Alors que le gouvernement irakien a condamné l’attaque turque et demandé le départ des forces occupantes turques du Kurdistan d’Irak où elles massacrent les civils kurdes depuis des années, les alliés occidentaux de la Turquie sont silencieux devant ce massacre abominable et n’osent pas le condamner, de peur de révéler le visage génocidaire de ce membre de l’OTAN… Les institutions de défense des droits humains et des enfants ne font guère mieux, à l’instar de l’UNICEF qui déplore le massacre des enfants et des bébés en Irak mais se garde bien de nommer l’Etat criminel turc.
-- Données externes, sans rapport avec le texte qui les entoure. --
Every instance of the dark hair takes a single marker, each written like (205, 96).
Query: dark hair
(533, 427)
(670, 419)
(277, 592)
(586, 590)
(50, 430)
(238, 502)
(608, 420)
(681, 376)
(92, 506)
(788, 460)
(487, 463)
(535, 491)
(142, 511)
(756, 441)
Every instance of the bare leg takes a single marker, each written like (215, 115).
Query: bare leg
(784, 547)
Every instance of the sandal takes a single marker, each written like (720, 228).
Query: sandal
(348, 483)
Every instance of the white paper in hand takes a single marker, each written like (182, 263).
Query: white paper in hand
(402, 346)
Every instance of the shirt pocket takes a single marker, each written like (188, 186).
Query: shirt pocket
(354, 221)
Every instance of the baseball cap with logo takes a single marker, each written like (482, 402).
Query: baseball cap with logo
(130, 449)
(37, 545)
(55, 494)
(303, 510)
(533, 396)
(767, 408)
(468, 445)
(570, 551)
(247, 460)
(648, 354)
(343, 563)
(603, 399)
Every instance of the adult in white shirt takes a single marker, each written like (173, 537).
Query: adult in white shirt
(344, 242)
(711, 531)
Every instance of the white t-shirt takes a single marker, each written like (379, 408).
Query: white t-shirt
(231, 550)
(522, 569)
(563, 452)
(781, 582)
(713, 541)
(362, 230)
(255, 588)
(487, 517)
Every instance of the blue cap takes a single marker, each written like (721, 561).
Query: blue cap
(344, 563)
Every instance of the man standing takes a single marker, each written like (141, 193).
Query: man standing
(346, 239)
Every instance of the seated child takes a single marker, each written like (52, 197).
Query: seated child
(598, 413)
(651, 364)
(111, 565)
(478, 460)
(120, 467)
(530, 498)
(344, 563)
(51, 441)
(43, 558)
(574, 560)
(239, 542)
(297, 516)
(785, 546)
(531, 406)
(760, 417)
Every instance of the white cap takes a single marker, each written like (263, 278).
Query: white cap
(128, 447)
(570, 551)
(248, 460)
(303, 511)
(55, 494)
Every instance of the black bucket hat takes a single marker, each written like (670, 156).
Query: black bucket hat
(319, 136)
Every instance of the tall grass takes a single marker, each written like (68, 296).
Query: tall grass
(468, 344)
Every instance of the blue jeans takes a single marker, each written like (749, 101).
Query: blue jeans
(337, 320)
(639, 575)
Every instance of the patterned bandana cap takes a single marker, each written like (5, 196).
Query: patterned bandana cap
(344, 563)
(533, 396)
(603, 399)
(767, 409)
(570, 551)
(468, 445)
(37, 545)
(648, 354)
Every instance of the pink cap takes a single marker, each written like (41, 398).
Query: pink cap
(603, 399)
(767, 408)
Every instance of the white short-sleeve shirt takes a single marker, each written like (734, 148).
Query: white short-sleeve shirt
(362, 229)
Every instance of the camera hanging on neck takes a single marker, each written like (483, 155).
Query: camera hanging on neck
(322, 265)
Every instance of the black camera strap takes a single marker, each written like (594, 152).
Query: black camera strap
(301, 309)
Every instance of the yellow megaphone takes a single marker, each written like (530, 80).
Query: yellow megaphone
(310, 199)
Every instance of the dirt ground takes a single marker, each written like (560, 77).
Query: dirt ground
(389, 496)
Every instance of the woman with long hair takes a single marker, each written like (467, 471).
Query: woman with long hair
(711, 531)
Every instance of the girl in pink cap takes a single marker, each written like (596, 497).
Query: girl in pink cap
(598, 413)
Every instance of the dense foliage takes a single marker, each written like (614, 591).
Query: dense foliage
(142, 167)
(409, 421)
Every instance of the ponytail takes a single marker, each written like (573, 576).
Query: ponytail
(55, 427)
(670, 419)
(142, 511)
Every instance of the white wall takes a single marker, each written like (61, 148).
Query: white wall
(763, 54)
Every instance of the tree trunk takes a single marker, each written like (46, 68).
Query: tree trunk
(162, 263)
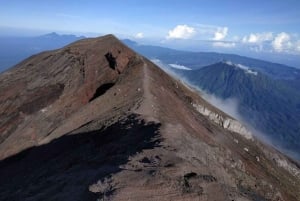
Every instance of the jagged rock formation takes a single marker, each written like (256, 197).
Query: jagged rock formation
(77, 124)
(226, 122)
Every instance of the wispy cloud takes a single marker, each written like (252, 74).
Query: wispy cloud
(65, 15)
(224, 44)
(220, 33)
(258, 37)
(139, 35)
(282, 42)
(181, 32)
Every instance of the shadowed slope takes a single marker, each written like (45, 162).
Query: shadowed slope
(130, 132)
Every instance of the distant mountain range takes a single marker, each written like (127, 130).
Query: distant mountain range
(267, 104)
(94, 120)
(268, 93)
(15, 49)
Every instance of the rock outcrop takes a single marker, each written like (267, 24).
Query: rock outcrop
(226, 122)
(78, 124)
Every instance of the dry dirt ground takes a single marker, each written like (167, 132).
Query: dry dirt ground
(113, 126)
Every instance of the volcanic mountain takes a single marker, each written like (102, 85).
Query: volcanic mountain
(94, 120)
(269, 105)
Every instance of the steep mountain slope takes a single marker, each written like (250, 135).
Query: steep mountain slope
(269, 105)
(94, 120)
(197, 60)
(15, 49)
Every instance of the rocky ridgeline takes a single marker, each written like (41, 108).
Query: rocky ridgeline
(225, 122)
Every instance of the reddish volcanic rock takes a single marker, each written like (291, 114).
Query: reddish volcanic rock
(94, 120)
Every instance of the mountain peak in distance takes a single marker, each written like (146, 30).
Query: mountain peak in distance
(95, 120)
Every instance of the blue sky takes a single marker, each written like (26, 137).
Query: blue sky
(269, 26)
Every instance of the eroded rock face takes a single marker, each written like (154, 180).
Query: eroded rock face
(79, 125)
(225, 122)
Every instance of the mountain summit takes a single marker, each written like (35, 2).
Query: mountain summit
(94, 120)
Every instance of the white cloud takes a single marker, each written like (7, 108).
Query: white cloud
(220, 33)
(139, 35)
(258, 37)
(282, 42)
(298, 46)
(224, 44)
(181, 32)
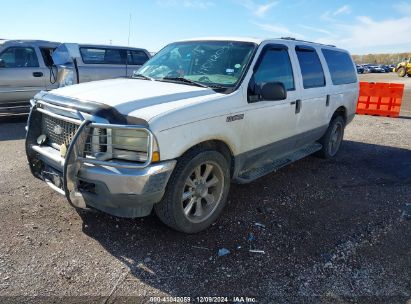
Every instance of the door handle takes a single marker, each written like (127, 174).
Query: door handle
(297, 106)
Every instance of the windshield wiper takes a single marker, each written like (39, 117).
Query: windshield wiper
(185, 80)
(141, 76)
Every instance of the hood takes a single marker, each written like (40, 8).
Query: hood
(145, 97)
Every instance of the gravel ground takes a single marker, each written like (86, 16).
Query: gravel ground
(334, 231)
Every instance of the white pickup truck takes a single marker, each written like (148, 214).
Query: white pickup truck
(200, 114)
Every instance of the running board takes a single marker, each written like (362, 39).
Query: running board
(270, 166)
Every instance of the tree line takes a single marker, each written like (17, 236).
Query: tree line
(380, 58)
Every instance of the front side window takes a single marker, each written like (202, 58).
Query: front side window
(275, 66)
(216, 64)
(136, 57)
(19, 57)
(341, 67)
(103, 55)
(311, 68)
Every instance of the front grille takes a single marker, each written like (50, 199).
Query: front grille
(58, 131)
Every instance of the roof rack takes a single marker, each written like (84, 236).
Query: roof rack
(292, 38)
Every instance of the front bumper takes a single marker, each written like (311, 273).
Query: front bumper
(123, 191)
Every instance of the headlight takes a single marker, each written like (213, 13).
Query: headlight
(67, 78)
(130, 144)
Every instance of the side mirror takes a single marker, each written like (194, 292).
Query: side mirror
(273, 91)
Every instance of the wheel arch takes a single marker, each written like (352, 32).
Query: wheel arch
(217, 145)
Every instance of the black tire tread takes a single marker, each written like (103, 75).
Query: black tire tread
(323, 153)
(164, 209)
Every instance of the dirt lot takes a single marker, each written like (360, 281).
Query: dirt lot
(336, 231)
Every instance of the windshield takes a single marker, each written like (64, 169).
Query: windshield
(209, 63)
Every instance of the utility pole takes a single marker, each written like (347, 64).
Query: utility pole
(129, 30)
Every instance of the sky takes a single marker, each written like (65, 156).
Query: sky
(362, 26)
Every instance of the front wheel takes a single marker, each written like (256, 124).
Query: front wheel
(196, 192)
(332, 139)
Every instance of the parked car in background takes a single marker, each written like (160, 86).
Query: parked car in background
(26, 67)
(198, 115)
(375, 68)
(78, 63)
(403, 68)
(385, 67)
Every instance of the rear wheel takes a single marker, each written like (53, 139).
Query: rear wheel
(401, 72)
(196, 193)
(332, 139)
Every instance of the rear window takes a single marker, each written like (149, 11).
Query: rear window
(136, 57)
(103, 56)
(341, 66)
(311, 68)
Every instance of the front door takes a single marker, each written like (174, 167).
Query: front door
(270, 125)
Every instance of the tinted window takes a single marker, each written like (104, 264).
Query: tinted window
(275, 66)
(311, 69)
(20, 57)
(103, 56)
(340, 66)
(136, 57)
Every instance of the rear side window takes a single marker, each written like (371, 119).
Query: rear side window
(341, 66)
(136, 57)
(275, 66)
(103, 56)
(311, 68)
(19, 57)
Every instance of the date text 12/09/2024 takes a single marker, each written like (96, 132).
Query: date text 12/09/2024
(239, 299)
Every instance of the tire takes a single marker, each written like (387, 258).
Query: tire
(401, 72)
(196, 212)
(332, 139)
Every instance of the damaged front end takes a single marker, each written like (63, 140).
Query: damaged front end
(101, 165)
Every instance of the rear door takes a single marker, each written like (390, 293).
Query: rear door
(102, 63)
(22, 74)
(311, 117)
(50, 69)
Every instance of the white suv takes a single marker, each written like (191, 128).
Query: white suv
(198, 115)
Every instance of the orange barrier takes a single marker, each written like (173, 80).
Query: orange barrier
(382, 99)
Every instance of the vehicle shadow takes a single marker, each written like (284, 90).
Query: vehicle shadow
(303, 213)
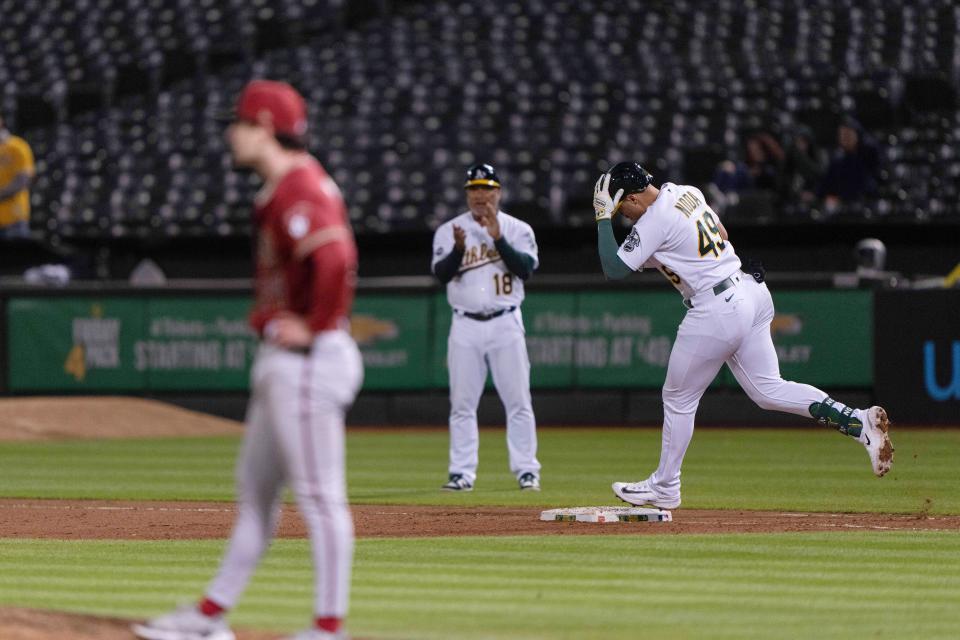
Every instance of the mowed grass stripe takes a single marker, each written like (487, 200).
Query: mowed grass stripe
(800, 470)
(742, 586)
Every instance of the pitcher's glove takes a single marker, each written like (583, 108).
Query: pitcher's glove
(755, 268)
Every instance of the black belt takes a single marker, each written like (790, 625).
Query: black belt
(723, 286)
(718, 288)
(483, 317)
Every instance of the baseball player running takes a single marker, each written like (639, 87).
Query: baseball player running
(728, 321)
(305, 375)
(484, 256)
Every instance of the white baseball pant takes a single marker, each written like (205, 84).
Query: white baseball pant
(295, 435)
(472, 347)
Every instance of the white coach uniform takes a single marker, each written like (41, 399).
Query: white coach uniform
(487, 332)
(728, 321)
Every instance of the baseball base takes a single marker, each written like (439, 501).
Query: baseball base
(606, 515)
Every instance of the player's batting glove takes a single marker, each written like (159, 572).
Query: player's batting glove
(603, 205)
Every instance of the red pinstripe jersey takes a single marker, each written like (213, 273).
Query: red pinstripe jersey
(305, 256)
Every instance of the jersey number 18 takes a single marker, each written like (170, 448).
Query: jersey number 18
(503, 283)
Alors, que valent les armes de crocodiles du Fonds des Nations unies pour l’enfance (UNICEF), s’il prend le soin de protéger l’image de la Turquie? Rien!
 
Maintenant, admirez la condamnation habile de l’UNICEF qui pleure les victimes massacrées par la Turquie, sans froisser cette dernière:
 
« Au moins trois enfants ont été tués et plusieurs blessés à Zakho (Irak), (…). C’est la preuve dévastatrice de la nécessité d’arrêter l’utilisation d’armes explosives dans les zones peuplées. L’UNICEF est profondément troublé par le meurtre de trois filles, une de 1 an, une de 12 ans et une de 16 ans, dans l’attaque d’aujourd’hui dans le gouvernorat de Dohuk en Irak.
 
L’UNICEF condamne tous les actes de violence contre les enfants et se joint aux familles pour pleurer le meurtre de leurs enfants et souhaite aux blessés un prompt rétablissement. Être victime, témoin ou craindre la violence ne devrait jamais faire partie de l’expérience d’un enfant.
 
Tous les enfants en Irak méritent de vivre leur vie sans la menace constante de violence exacerbée par l’utilisation d’armes explosives. L’UNICEF appelle toutes les parties à remplir leurs obligations, en vertu du droit international, de protéger les enfants à tout moment et sans délai.
 
L’utilisation d’armes explosives dans les zones peuplées a augmenté en Irak. Cette attaque [encore une attaque turque qui visait des civils yézidis à Shengal] fait suite à une récente, le 15 juin, dans la région de Sinjar, dans le gouvernorat de Ninive, qui a tué un garçon de 12 ans.
 
Ces attaques mettent la vie des enfants en jeu non seulement aujourd’hui, mais menacent la vie des générations futures. Au cours des cinq dernières années, au moins 519 enfants ont été tués ou mutilés par des engins explosifs.
 
Une fois de plus, l’UNICEF appelle toutes les parties à assurer la sécurité et le bien-être des enfants et des jeunes et appelle au respect du droit des enfants à la protection et à vivre dans un environnement exempt de violence à tout moment. »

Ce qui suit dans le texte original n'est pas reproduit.